When we see that a deal is on offer online for a certain period of time, our decision-making process changes drastically. The way we assess the information about the product or the way we evaluate our needs and expectations as a customer are affected, too. For instance, various experiments conducted on this subject suggest that customers are more likely to feel like they need a product if the deal is on offer for a limited period of time, so they are more likely to make a purchase. In other words, what is tempting about online deals is not limited to the fact that there is a price advantage. As consumers, we have a much more complex relationship with time. But how does time pressure affect our decisions as customers?
Time-Limited Offers and Anticipating Regret
When you spot a time-limited offer on an online shopping platform, we instantly fasten our decision-making process. We feel like we have to make a quick decision. However, this is not the only effect of time-limited offers. According to scientists K.K. Inman and L. McAlister, time-limited offers and promotions can be explained through “regret theory”. So, when a customer spots a time-limited deal, we start anticipating regret for the future because we feel like we are going to regret not purchasing the product on offer when the offer is no longer available, which leads us to be more likely to make the purchase in order not to experience regret. The closer the expiration time, the more we anticipate regret for the future, which means we are more likely to get the deal. This theory also explains why millions of consumers are looking forward to Black Friday every year. We start getting bombarded with Black Friday ads months before, which fuels to anticipation of regret for the future.
To read more on this theory:
(Inman, J. J. and McAlister, L. (1994), "Do coupon expiration dates affect consumer behavior?", Journal of Marketing Research, 31, 423-429.)
Fear of Loss and Prospect Theory
Another approach to this issue is based on something called the “prospect theory”. According to this theory, we go through several stages when we spot a time-limited offer. We initially regard the time-limited offer as a potential gain. So, our interest in the deal is immediately heightened. However, as we continue looking at the deal and reading the details with time, we realize that our chances of missing this deal increase every minute. So, this time we start regarding the deal not as a potential gain, but as a potential loss or a missed opportunity, which fuels our impulse to buy the product.

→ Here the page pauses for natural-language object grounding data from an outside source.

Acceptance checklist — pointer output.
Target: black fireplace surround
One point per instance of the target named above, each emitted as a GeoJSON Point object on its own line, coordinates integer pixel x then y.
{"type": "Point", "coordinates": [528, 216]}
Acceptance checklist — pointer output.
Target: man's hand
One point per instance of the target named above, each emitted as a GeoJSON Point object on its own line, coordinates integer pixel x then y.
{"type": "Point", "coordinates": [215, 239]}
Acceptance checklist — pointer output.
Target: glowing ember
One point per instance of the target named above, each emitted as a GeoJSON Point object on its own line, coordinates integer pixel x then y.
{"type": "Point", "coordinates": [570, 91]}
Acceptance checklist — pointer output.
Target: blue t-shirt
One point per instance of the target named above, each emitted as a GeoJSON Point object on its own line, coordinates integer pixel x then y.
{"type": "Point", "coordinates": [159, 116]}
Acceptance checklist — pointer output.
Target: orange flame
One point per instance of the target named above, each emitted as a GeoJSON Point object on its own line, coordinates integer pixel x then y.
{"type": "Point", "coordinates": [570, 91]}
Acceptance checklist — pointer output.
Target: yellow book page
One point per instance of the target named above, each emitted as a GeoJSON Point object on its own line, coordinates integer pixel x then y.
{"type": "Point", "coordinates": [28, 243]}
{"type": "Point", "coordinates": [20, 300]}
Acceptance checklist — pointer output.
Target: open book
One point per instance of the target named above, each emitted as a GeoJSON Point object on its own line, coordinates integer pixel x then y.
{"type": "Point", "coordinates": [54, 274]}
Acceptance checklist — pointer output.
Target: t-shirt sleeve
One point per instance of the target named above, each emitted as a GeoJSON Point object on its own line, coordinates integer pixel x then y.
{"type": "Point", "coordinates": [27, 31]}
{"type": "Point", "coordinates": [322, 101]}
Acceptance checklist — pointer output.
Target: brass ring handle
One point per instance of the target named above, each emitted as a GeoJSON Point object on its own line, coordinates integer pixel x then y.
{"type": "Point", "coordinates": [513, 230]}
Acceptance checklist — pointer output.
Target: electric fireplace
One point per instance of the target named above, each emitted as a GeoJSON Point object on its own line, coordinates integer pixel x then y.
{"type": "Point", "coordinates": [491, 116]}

Both the regret theory and the prospect theory have one thing in common: customers’ decision-making process changes in such a way that they feel obliged to make a quick decision based on their future expectations or views on the time-limited offer. So, the customers are deemed more likely to make the purchase because they are afraid of feeling remorse for not getting the deal once the deal is no longer available. This fear shortens a customer’s decision-making process, which, under normal circumstances, is a time allocated for research and contemplation about the product.
Time Pressure Changes the Way We Evaluate A Product
If we have a limited period of time to get a deal, we evaluate the product in a completely different way. For instance, if we have time to think things through, in other words, if there the expiration time is not as close, we go through all the written information provided about the product, which in return affects our final decision. If the expiration time is closer and we have a very limited period of time to make a decision, then we rely more on visuals and we are more likely to ignore the written information on the product page. So, time pressure completely changes the type of information we focus on as customers.
In order to get the best out of time-limited offers online, it is crucial to know how they affect our decision-making processes. Becoming aware of the effects of time pressure on consumers helps us behave more cautiously when we are assessing a time-limited online deal, which prevents buyer’s remorse.